Question

How do you differentiate \[y = {\left( {\ln x} \right)^{\left( {\ln x} \right)}}\]?

Answer 1

Hint: In the given question, we have been given a logarithmic function. It has a base of Euler’s number, hence is the natural log. It has a natural log function raised to the power of the same, equal natural log function. We have to find the derivative of the given function. To do that, we need to know the function proper derivative of the given function.

Formula Used:
We are going to use the formula of first-order differentiation, which is,
\[\dfrac{{d\left( {{x^n}} \right)}}{{dx}} = n{x^{n - 1}}\]

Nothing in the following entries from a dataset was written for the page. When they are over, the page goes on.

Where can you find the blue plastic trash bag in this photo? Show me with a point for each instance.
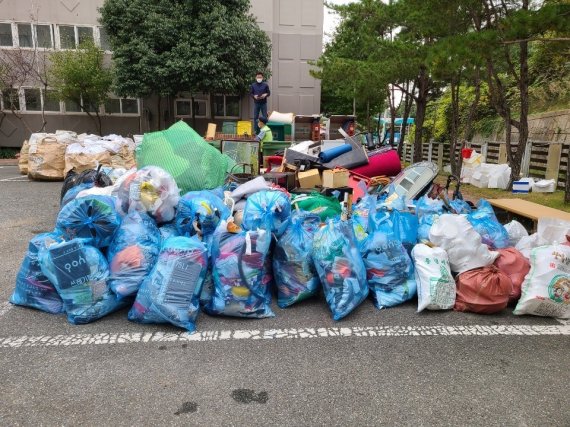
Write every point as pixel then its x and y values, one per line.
pixel 340 267
pixel 239 273
pixel 33 288
pixel 484 207
pixel 200 210
pixel 93 218
pixel 79 272
pixel 74 191
pixel 428 211
pixel 293 267
pixel 267 210
pixel 460 206
pixel 405 228
pixel 171 293
pixel 485 223
pixel 133 253
pixel 389 268
pixel 168 230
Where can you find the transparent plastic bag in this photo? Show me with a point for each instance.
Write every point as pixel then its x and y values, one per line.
pixel 389 268
pixel 484 221
pixel 293 267
pixel 239 273
pixel 150 189
pixel 269 210
pixel 33 289
pixel 93 218
pixel 340 267
pixel 428 211
pixel 200 211
pixel 79 272
pixel 170 294
pixel 133 253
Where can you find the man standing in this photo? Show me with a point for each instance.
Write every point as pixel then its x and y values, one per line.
pixel 259 92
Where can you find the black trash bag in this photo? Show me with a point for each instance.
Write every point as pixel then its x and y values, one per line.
pixel 97 177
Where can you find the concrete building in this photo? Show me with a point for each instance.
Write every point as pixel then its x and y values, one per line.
pixel 295 28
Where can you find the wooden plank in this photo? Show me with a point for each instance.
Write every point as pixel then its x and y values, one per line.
pixel 553 162
pixel 528 209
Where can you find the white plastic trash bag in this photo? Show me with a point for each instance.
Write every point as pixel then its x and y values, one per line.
pixel 436 286
pixel 546 288
pixel 462 243
pixel 516 232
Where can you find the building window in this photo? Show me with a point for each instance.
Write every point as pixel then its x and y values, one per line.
pixel 104 40
pixel 51 101
pixel 33 99
pixel 70 37
pixel 227 106
pixel 10 99
pixel 184 107
pixel 44 35
pixel 122 106
pixel 25 38
pixel 6 35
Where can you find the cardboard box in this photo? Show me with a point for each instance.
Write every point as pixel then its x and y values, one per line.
pixel 309 179
pixel 335 178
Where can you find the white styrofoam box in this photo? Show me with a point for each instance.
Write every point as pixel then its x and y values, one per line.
pixel 521 186
pixel 544 186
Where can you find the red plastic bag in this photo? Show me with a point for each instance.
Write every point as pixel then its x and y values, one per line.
pixel 483 290
pixel 516 266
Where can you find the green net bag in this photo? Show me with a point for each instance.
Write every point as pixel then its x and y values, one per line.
pixel 193 163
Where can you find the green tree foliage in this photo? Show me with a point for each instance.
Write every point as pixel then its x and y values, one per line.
pixel 80 76
pixel 165 46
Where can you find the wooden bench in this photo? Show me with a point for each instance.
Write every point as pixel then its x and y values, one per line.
pixel 526 209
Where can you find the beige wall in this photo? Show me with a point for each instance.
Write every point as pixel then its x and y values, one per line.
pixel 295 28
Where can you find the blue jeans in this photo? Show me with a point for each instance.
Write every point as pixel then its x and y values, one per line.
pixel 258 107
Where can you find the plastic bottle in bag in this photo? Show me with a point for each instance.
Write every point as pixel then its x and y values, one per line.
pixel 170 294
pixel 340 267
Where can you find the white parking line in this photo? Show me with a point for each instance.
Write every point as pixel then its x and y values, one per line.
pixel 19 178
pixel 272 334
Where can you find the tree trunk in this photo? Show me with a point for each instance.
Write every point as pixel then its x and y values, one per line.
pixel 408 103
pixel 421 106
pixel 455 87
pixel 392 106
pixel 159 113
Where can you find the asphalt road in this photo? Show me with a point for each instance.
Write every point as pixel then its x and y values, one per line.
pixel 390 367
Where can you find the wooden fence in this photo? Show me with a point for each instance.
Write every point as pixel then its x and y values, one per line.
pixel 542 159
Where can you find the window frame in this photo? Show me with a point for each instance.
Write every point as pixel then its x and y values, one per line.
pixel 121 113
pixel 198 98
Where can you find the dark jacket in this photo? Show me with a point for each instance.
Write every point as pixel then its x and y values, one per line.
pixel 260 89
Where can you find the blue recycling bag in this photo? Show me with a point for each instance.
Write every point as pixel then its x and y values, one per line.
pixel 239 271
pixel 33 289
pixel 269 210
pixel 133 253
pixel 389 268
pixel 170 294
pixel 293 267
pixel 79 272
pixel 340 267
pixel 93 218
pixel 484 221
pixel 200 210
pixel 168 230
pixel 428 211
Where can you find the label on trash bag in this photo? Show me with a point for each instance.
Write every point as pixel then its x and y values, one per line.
pixel 71 267
pixel 183 278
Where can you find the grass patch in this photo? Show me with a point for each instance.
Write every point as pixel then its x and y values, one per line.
pixel 553 200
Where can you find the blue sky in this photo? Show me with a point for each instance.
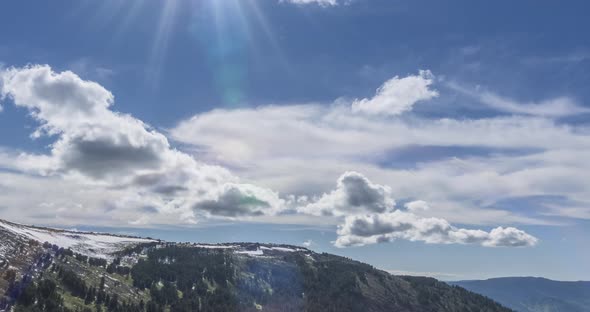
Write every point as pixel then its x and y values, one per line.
pixel 393 132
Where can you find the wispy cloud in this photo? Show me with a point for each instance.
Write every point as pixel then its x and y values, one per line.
pixel 555 107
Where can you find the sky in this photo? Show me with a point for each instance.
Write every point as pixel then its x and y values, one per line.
pixel 425 138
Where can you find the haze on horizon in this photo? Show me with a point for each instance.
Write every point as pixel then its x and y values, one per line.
pixel 448 140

Complete step by step answer:
We have to differentiate \[y = {\left( {\ln x} \right)^{\left( {\ln x} \right)}}\].
We are going to use the formula of first-order differentiation, which is,
\[\dfrac{{d\left( {{x^n}} \right)}}{{dx}} = n{x^{n - 1}}\]
\[\dfrac{{d\left( {{{\left( {\ln x} \right)}^{\left( {\ln x} \right)}}} \right)}}{{dx}} = \dfrac{{\left( {\ln x} \right).{{\left( {\ln x} \right)}^{\left( {\ln x} \right) - 1}}}}{x} = \dfrac{{{{\left( {\ln x} \right)}^{\left( {\ln x} \right)}}}}{x}\]

Additional Information:
The \[\log \] function has other basic properties too:
\[{\log _b}a = n \Rightarrow {b^n} = a\]
\[{\log _a}b = \dfrac{1}{{{{\log }_b}a}}\]
\[{\log _x}{x^n} = n\].

Note: In the given question, we had to find the derivative of a natural log function. For finding that, we only need to know the result we get after differentiating the natural log function, which is a standard result. So, it is really important that we know the formulae and where, when, and how to use them so that we can get the correct result.